Невеста Новалиса, София фон Кюн, умерла в возрасте пятнадцати лет, что произвело на поэта мистическое впечатление, повлияв и на восприятие им слова «философия» (любовь к Софии).

Итак, он изучал историю религий под руководством профессора Церкеля, но интересовали его почти исключительно те средства религии и магии, с помощью которых разные народы в разные времена пытались обрести духовную власть над бытием и укрепить душу человеческую в ее противоборстве с природой и роком. Эдмунд, в отличие от своего наставника, не придавал существенного значения внешней стороне религии, отраженной в литературе и философии, или ее так называемому мировоззрению — он старался овладеть непосредственно воздействующими на жизнь человека практическими приемами, упражнениями и волшебными заклинаниями, желая постичь таинственную силу символов и святынь, технику достижения духовной сосредоточенности, способы возбуждения творческих потенций души. Поверхностный подход, на протяжении целого столетия господствовавший в объяснении таких феноменов, как аскеза и анахоретство, изгнание нечистой силы и монашество, в то время уже уступил место серьезному и вдумчивому их изучению. Эдмунд посещал особый, доступный лишь избранным семинар профессора Церкеля, в котором кроме самого Эдмунда был только один одаренный студент последнего курса; они изучали древние магические формулы по рукописям, не так давно найденные в северной Индии. Профессор находил в этих занятиях лишь сугубо научный интерес, он собирал и систематизировал таинственные явления так, как другие собирают жучков и бабочек.
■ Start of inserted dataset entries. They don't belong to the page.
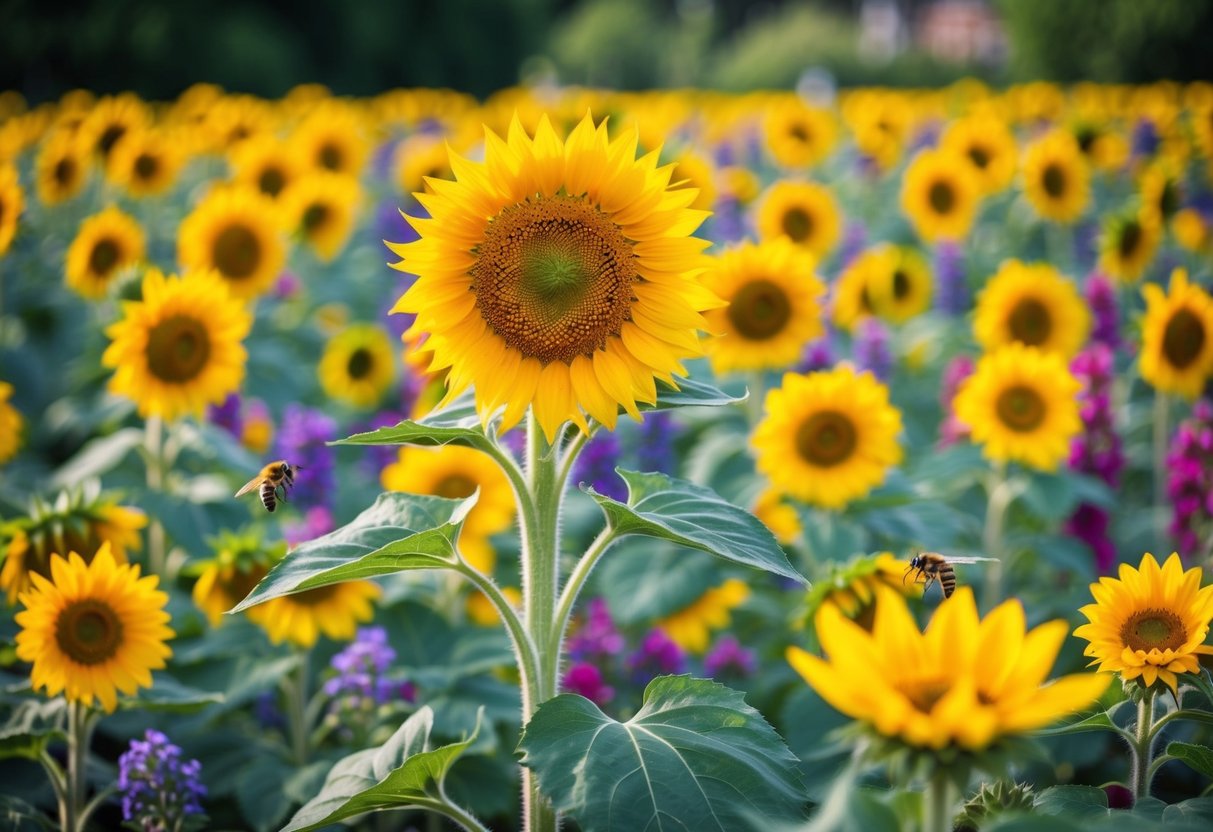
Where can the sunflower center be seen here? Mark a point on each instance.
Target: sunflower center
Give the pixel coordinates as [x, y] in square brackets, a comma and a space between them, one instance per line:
[797, 224]
[1154, 630]
[237, 252]
[1184, 338]
[89, 631]
[177, 349]
[941, 198]
[553, 278]
[826, 438]
[1020, 408]
[1030, 322]
[761, 309]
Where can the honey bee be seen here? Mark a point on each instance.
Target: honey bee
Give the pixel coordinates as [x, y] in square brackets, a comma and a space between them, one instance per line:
[933, 566]
[273, 477]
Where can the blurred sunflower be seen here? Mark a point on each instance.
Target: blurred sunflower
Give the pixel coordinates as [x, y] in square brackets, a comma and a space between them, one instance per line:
[234, 232]
[804, 212]
[557, 274]
[94, 630]
[1055, 177]
[829, 437]
[107, 244]
[1031, 303]
[358, 365]
[773, 309]
[1177, 336]
[1020, 404]
[180, 348]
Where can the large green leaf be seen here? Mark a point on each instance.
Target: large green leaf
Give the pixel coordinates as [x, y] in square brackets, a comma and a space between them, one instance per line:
[399, 531]
[404, 771]
[694, 757]
[675, 509]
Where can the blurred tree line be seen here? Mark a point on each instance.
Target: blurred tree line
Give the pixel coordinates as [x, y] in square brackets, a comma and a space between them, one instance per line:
[365, 46]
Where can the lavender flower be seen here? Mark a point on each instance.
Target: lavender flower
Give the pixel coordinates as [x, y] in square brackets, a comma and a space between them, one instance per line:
[159, 790]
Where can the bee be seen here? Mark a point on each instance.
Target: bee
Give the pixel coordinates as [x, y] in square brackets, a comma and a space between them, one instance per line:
[273, 477]
[933, 566]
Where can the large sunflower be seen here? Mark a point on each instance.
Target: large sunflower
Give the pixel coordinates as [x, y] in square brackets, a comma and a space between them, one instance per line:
[827, 437]
[557, 274]
[1177, 336]
[774, 306]
[1031, 303]
[804, 212]
[1020, 404]
[94, 630]
[1150, 622]
[180, 348]
[234, 232]
[358, 365]
[107, 244]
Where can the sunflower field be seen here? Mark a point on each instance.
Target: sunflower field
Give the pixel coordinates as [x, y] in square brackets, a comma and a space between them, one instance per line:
[607, 461]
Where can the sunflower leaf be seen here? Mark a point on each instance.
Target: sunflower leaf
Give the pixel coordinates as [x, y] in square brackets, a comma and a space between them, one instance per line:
[675, 509]
[399, 531]
[404, 771]
[695, 756]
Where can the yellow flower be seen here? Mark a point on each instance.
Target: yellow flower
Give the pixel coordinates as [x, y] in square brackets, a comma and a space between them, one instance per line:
[1150, 624]
[181, 347]
[557, 274]
[804, 212]
[1020, 405]
[1177, 336]
[773, 309]
[940, 195]
[107, 244]
[964, 683]
[358, 365]
[1032, 305]
[94, 630]
[234, 232]
[690, 627]
[827, 438]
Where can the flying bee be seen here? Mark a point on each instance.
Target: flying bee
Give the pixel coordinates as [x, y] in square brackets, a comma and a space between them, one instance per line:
[933, 566]
[273, 477]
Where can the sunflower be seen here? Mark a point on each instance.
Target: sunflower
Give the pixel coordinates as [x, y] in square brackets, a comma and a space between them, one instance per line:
[1055, 177]
[1177, 336]
[335, 610]
[1020, 404]
[557, 274]
[180, 348]
[1150, 624]
[827, 437]
[94, 630]
[1031, 303]
[234, 232]
[320, 206]
[107, 244]
[940, 195]
[964, 683]
[804, 212]
[358, 365]
[773, 306]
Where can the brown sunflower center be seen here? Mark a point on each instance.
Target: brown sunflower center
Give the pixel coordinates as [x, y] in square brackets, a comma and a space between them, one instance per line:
[1149, 630]
[178, 348]
[89, 631]
[1030, 322]
[237, 252]
[759, 311]
[826, 438]
[553, 278]
[1183, 338]
[1020, 408]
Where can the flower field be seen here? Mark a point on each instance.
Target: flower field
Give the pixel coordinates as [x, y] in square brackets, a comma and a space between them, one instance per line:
[608, 461]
Однако профессор чувствовал, что его ученик Эдмунд питает совсем иного рода пристрастие к волшебным заклинаниям и молитвенным формулам; давно заметил он и то, что ученик сумел проникнуть в тайны, которые были недоступны учителю, ибо Эдмунд постигал их с благоговейным трепетом; в то же время профессор надеялся, что впереди у него еще долгие годы сотрудничества со способным учеником.

Они разбирали, переводили и комментировали древние индийские тексты, и как-то раз Эдмунд представил такой фрагмент в своем переводе с санскрита:

«Если случится с тобой, что душа твоя станет больна и позабудет, что надобно ей для жизни, и ты пожелаешь узнать, что надобно твоей душе и что ты должен дать ей, тогда изгони все из своего сердца, пусть оно станет пустым, пусть редким и легким будет твое дыхание; представь себе, что в глубине твоего черепа разверзлась пещера, и устреми мысленный взор в эту пещеру, сосредоточься для созерцания, и тебе откроется образ того, что надобно твоей душе, чтобы жизнь ее не угасла».
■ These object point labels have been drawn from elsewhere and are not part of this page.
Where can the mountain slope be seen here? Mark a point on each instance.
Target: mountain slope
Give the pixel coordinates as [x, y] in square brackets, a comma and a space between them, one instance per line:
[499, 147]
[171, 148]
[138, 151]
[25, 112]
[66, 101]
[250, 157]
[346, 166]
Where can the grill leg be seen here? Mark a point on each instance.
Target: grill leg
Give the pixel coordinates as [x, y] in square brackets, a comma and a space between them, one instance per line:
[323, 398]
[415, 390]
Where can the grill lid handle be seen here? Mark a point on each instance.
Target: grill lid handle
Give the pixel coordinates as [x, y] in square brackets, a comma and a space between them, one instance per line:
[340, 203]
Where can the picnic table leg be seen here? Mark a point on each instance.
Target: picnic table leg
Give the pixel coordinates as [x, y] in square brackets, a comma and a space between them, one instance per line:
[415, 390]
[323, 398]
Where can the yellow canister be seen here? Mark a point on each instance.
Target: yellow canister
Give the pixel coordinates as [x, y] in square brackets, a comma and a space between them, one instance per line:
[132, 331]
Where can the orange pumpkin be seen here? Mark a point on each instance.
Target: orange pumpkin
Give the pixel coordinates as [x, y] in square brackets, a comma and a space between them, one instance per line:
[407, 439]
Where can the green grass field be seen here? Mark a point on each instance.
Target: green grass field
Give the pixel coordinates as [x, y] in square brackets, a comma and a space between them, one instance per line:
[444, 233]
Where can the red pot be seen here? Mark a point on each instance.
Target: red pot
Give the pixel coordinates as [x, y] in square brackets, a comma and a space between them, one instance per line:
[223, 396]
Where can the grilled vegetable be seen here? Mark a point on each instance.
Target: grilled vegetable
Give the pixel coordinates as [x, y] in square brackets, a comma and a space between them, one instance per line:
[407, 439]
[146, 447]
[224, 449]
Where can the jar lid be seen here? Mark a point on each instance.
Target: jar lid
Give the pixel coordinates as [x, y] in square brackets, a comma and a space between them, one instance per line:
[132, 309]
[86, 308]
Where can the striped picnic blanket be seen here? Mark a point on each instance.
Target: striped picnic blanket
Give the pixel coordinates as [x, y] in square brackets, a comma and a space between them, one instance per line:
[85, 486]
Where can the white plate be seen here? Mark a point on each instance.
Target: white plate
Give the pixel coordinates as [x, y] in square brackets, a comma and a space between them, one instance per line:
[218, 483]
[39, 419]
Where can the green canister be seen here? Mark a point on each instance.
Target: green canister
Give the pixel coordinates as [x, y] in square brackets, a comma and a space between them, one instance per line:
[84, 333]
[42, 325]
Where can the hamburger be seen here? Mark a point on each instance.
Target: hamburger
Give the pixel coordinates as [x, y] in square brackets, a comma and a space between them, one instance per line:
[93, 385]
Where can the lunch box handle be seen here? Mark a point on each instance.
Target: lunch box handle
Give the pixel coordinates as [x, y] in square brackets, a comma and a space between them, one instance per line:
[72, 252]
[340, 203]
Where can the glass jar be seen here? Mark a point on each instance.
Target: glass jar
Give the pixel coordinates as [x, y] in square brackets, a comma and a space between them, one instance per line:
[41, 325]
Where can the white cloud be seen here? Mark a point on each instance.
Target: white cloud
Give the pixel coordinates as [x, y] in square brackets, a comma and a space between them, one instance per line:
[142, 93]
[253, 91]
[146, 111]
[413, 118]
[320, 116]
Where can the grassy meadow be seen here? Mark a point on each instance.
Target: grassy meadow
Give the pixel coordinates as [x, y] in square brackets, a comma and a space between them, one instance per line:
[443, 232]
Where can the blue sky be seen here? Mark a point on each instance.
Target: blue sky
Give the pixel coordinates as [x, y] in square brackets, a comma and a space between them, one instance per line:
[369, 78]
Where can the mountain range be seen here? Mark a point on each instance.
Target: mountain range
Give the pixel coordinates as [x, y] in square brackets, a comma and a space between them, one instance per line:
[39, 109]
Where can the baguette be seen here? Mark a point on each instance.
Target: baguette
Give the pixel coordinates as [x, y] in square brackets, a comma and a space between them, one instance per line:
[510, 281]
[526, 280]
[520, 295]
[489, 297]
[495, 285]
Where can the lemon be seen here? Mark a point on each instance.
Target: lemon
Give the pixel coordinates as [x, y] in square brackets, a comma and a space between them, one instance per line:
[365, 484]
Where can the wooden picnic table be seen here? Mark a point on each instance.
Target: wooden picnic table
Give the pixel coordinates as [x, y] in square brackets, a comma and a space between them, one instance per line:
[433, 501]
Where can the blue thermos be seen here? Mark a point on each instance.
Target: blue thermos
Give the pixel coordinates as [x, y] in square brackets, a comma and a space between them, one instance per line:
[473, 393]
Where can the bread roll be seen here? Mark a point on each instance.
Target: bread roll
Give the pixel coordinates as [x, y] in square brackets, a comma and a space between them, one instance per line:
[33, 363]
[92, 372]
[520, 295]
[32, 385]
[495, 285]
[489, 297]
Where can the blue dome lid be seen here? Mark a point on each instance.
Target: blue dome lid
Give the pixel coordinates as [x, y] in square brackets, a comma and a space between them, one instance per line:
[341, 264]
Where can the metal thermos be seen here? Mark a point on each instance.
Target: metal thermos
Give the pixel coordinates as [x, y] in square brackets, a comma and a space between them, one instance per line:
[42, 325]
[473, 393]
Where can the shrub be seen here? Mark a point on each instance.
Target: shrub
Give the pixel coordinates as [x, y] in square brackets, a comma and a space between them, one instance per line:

— Неплохо, — сказал профессор. — Только вот там, где у вас говорится: «позабудет, что надобно ей», следует дать более точный перевод: «утратит то, что» — и так далее. А вы обратили внимание на слово «пещера»? Ведь именно это слово употребляли жрецы и врачеватели в смысле «материнское чрево». Подумать только, эти пройдохи умудрились состряпать из довольно-таки сухого руководства для исцеления меланхоликов весьма замысловатое колдовское заклинание. Это самое «mar pegil trefu gnoki» как будто бы созвучно с некоторыми заклинаниями Великого змея, и, должно быть, несчастным бенгальцам, которых морочили тогдашние колдуны и шарлатаны, оно внушало величайший ужас. Впрочем, само наставление, все эти советы насчет пустого сердца, редкого дыхания и устремления взгляда в собственное нутро вовсе не являются чем-то новым. Взять хотя бы фрагмент номер восемьдесят три — право, в нем все сформулировано намного яснее. Но вы, Эдмунд, конечно же, и сегодня со мной не согласны. Что вы думаете об этом тексте?